真珠・ジュエリー何でも質問箱[no.08]
『先日或る本で贋作ジュエリーについて知りました。これって本当なのですか?』
◎
今回の質問は実に楽しい案件です。
もしかしたらこの本の表紙のことをおっしゃっているのではないでしょうか。
この本『An Illustrated Dictionary』はタイトルにもある通りジュエリーの辞書です。
解説にもありますが16世紀の北イタリアで作られたスフィンクスのペンダントとあります。
ジュエリーの様式からするとマニエリスムでしょう。
こういった意匠のジュエリーは歴史家によってはルネサンス様式というキャプションがついたりします。
先日の真珠島セミナーでも少しお話ししましたが、ルネサンスとマニエリスムのジュエリーの識別は微妙で、私もよく分からないところがあります。
絵画では表現技法からしてかなり明快になっているのですがねぇ。
このジュエリーが贋作と判明した経緯は、私の先輩のY氏の本に詳しく書かれているのでそちらを参照ください。
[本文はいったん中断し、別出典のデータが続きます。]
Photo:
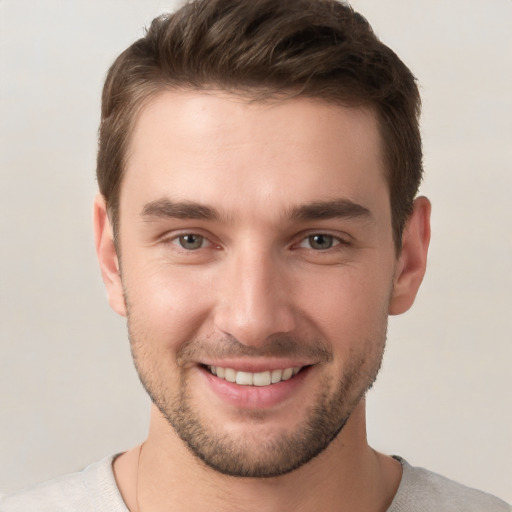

この方も当然Y氏の本を読まれて、しかも事象に使われているジュエリーが贋作だったとしり、質問をお寄せくださったのだと思います。
洋の東西を問わず、骨董品や美術工芸品にはこうした贋作なるものの事件が後を絶ちません。
最近では曜変天目の事でTV東京のなんでも鑑定団が大チョンボ(私はそうみています)をやらかし、この件についてはダンマリを決め込んでいるようです。
ジュエリーの贋作事件が顕著になってくるのはルネサンス以降のような気がします。そして19世紀の中頃からリバイバルブームが起きますが、これなども取り方によっては、贋作ブームと置き換えても良いかもしれませんね。